El 9 de agosto de 1945 EE.UU dejó caer sobre Nagasaki (Japón) una bomba atómica, tres días después de hacer lo propio en Hiroshima, pero todavía con más potencia.
Maximiliano Kolbe, en su etapa misionera, estuvo en Nagasaki propagando el Evangelio a través de una revista llamada Caballero de la Inmaculada (que traducía al japonés no sé ni cómo) y con un movimiento que había creado: la Milicia de la Inmaculada.
Para los que eran reacios a salir de casa tenía un programa de radio con colaboradores y todo.
Además, en Nagasaki, va el tío y construye un pequeño convento tras una colina. Tras la bomba nuclear no creáis que quedaron muchas cosas en pie en la ciudad nipona. Una de ellas fue el monasterio.
Para que luego le dijeran de milagros.
Cuatro años antes, en 1941, sucedió el acontecimiento principal por el que ha pasado a la Historia.
Los nazis habían invadido Polonia y su objetivo primero fue reunir en guetos a la población judía numerosísima que había en el país. Tras aquello vieron que era mejor trasladarlos a campos de concentración para, literalmente, eliminarlos.
Cuando creían que ningún judío se había librado pues empezaron con otras gentes. Gitanos, homosexuales, cristianos…

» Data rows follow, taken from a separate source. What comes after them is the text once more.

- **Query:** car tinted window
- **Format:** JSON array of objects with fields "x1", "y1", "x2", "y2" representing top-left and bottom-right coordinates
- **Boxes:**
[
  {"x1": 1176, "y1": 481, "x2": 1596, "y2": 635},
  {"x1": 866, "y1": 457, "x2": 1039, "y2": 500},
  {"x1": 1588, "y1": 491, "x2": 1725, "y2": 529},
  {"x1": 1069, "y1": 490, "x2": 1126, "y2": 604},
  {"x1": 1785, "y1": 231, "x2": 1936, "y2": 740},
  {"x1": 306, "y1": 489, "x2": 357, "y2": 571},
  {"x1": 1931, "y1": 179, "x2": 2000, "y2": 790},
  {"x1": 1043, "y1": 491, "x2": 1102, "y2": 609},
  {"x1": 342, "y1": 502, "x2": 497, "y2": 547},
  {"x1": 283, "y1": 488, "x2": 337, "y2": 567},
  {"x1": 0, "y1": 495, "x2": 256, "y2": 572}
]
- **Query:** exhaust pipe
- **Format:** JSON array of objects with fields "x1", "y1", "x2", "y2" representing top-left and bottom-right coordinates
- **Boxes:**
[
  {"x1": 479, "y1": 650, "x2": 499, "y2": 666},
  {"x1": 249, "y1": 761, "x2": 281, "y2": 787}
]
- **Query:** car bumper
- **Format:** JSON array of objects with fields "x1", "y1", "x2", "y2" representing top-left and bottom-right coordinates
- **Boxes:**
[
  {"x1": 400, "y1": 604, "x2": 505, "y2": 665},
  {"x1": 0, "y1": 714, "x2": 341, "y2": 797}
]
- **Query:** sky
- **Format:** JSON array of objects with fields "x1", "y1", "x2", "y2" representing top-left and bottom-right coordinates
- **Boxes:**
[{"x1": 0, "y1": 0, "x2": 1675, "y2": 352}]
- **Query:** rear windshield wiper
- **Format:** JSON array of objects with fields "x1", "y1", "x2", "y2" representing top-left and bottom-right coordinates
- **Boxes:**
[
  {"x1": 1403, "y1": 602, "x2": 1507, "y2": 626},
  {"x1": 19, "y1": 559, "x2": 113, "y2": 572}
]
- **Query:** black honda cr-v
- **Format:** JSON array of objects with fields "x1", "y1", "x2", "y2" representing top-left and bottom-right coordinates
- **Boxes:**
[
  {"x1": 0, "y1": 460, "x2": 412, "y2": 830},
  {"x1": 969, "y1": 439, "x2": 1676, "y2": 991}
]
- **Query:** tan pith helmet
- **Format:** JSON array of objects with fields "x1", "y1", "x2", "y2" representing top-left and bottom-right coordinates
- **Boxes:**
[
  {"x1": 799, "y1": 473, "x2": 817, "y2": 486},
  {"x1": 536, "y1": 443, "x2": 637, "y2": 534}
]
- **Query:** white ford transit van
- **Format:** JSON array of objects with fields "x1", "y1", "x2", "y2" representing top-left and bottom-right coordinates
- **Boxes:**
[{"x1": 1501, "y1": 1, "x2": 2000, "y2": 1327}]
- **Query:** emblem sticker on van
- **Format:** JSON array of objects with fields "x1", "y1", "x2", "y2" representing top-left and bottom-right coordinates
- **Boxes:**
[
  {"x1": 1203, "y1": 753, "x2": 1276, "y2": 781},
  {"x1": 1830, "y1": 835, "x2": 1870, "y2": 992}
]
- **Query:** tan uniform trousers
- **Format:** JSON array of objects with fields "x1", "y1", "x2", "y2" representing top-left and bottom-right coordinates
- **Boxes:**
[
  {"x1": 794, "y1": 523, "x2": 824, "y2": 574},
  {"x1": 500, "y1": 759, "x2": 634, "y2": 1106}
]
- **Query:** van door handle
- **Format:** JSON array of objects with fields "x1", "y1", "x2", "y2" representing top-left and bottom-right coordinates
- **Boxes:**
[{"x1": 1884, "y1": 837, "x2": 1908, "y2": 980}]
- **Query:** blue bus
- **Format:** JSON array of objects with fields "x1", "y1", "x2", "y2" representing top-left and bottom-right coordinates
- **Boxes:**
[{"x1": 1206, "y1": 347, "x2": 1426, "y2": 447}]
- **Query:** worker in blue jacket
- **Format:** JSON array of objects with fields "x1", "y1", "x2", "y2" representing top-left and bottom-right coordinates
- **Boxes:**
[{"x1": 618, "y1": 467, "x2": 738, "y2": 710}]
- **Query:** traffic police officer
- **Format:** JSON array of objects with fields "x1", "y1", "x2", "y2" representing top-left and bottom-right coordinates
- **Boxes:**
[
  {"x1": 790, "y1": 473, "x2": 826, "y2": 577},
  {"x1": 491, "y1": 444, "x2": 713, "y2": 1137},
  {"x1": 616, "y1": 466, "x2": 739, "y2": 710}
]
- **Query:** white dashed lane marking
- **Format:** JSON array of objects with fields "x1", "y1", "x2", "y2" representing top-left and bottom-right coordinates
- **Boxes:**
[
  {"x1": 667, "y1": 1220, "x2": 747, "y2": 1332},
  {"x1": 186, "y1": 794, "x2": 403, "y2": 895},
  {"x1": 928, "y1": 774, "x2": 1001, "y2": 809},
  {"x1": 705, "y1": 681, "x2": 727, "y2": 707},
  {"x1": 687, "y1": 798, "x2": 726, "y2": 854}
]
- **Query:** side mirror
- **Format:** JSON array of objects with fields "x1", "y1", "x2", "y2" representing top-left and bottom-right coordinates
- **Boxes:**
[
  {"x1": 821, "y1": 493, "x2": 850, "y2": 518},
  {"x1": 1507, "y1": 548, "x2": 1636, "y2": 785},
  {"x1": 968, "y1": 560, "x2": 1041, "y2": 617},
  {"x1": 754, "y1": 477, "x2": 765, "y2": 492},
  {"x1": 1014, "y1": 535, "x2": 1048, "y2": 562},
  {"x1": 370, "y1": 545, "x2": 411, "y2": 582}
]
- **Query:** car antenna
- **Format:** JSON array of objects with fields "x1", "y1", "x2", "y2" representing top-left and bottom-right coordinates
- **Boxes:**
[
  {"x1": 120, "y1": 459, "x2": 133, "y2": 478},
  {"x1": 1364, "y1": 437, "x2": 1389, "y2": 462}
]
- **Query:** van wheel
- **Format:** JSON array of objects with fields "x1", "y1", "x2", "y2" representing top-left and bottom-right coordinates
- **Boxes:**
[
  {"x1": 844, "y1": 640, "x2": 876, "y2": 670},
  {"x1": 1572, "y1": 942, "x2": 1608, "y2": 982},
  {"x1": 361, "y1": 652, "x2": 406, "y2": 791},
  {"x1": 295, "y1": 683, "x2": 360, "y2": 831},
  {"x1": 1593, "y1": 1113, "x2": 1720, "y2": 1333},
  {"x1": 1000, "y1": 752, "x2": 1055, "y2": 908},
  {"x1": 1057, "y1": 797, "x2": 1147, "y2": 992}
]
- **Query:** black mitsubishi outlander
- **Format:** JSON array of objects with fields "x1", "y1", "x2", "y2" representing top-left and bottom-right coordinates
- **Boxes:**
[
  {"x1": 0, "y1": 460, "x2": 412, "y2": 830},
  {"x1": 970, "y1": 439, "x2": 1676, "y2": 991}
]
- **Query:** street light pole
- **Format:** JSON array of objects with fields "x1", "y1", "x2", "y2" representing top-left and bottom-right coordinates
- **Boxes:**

Le tocó a Maximiliano Kolbe, que había vuelto de Japón para seguir con su misión de apostolado en su país.
Acabó, como muchos otros, en Auschwitz.
Ya en el campo de concentración uno de los presos, una noche huyó por su cuenta.
El comandante de Auschwitz, rabioso perdido, quiso escarmentar al resto y eligió 10 reclusos para encerrarlos en una celda y dejarles morir de inanición.
El hombre del que os he hablado antes, Franciszek Gajowniczek, un padre de familia, fue uno de los elegidos. Maximiliano Kolbe, al enterarse, sugiere al comandante que prefiere ser él en vez de Gajowniczek quien entre en esa celda.
Como si la Gracia también, y momentáneamente, se apoderara del comandante, este acepta y Kolbe ingresa con los otros nueve hombres.
Tras dos semanas todos han muerto. Todos menos él, que continúa rezando el rosario, cosa que había hecho con el resto de compañeros durante esos días continuamente.
Se deciden a sacarlo, como a los tres jóvenes del horno de Nabucodonosor, pero le asesinan con una inyección de fenol el día 14 de agosto de 1941.
Hoy hace 80 años. Como Camus, Kolbe también tenía 47 años.
Ruega por nosotros «mártir de la caridad».